The Jocassee Gorges area was once home to the part of the Cherokee Nation; it now lies 300 feet (91 m) beneath the surface of the lake, near the Toxaway River. Nearby Keowee Town was a major hub in the Cherokee Path that connected Cherokee towns and villages throughout the area. Early 18th century traders delivered as many as 200,000 deer skins annually to Charleston, South Carolina and local Indians became well supplied with European firearms, ammunition, tools and clothing as a result.
Mounting discord between Europeans and Cherokees led to war in 1759. In 1785, General Andrew Pickens hosted a gathering of Indian chiefs leading to a treaty that gave all of the Jocassee gorges area, with the exception of northern Oconee County, to the United States; the Oconee mountains were not ceded until 1815. European settlers, mostly of Scottish and Irish descent, came from Virginia and Pennsylvania as well as from Charleston. Land grants in the Jocassee area go back to 1791.
Gorges State Park is a 7,709-acre (31.20 km2) North Carolina state park in Transylvania County, North Carolina. The land was purchased by the state from Duke Energy Corporation in 1999. It is North Carolina’s westernmost state park and one of the state’s newest. The park is adjacent to part of the Pisgah National Forest and the N.C. Wildlife Resources Commission’s Toxaway Game Land. Gorges State Park provides the principle access to the Horsepasture River on these adjoining public lands.
Gorges State Park is open for year-round recreation, including, camping, hiking, mountain biking, and fishing. Primitive camping is available in several different natural environments. The Ray Fisher Place campground is located in the Grassy Ridge Access area. It is a hike-in campground with six primitive campsites, each with a picnic table, fire ring and lantern hook, and it is a 0.75-mile (1.21 km) hike from the Rainbow Falls Trail-head. Another camping area is near the shores of Lake Jocassee, along the Foothills Trail. These campsites are also primitive and hike-in. Dispersed camping is also permitted in the adjoining Pisgah National Forest, and backpackers may register and leave their vehicles in the park. Lake Jocassee is a deep man made lake which forms much of the park’s southern boundary, and it is open to trout and bass fishing. The streams of Gorges State Park are all designated Wild Trout Waters. Many miles of trails are open to hiking, mountain biking and horseback riding.

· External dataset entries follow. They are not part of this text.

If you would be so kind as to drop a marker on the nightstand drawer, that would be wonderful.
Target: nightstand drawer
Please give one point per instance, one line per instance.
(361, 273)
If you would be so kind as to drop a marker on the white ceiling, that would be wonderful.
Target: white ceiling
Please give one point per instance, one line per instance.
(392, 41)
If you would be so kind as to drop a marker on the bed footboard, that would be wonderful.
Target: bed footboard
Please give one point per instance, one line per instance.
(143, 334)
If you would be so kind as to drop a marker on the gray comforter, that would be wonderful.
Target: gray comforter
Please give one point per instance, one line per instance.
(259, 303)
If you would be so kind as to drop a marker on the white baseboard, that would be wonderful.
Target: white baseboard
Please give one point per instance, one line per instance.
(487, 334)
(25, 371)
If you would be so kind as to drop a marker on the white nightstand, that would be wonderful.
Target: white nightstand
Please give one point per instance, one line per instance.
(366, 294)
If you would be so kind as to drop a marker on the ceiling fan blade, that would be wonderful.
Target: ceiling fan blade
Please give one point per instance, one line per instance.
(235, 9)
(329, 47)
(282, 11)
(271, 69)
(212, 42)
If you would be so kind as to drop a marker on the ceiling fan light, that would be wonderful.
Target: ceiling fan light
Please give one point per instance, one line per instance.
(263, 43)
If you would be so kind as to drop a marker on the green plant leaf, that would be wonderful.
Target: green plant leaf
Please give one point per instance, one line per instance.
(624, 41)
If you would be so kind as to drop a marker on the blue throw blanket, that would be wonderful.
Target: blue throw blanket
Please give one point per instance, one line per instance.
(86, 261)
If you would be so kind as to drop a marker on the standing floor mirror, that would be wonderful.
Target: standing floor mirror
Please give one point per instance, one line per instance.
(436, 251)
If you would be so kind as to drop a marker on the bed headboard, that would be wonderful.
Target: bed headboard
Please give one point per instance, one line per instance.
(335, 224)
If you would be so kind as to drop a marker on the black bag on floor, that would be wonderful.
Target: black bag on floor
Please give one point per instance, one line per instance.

The Grassy Ridge Access off North Carolina Highway 281 in Sapphire is the park’s primary access. This area is most well known for providing the principle access to Rainbow Falls and Turtleback Falls on the Horsepasture River. These falls are in the Pisgah National Forest, but it is not uncommon for visitors to mistakenly think the falls are inside the park because the park provides the only easy, legal access to them. Upper Bearwallow Falls is located in the access area, and it currently is the only waterfall in the park with a maintained trail leading to it.
The Frozen Creek Access off Frozen Creek Road in Rosman is the park’s secondary access, and the park’s longest trails are reached from it. Both the Auger Hole and Cane Break trails start at the access, and they end at different points along the Foothills Trail. The Auger Hole Trail is the park’s only multi-use trail and it is open to hikers, horse-back riders, and mountain bicyclists.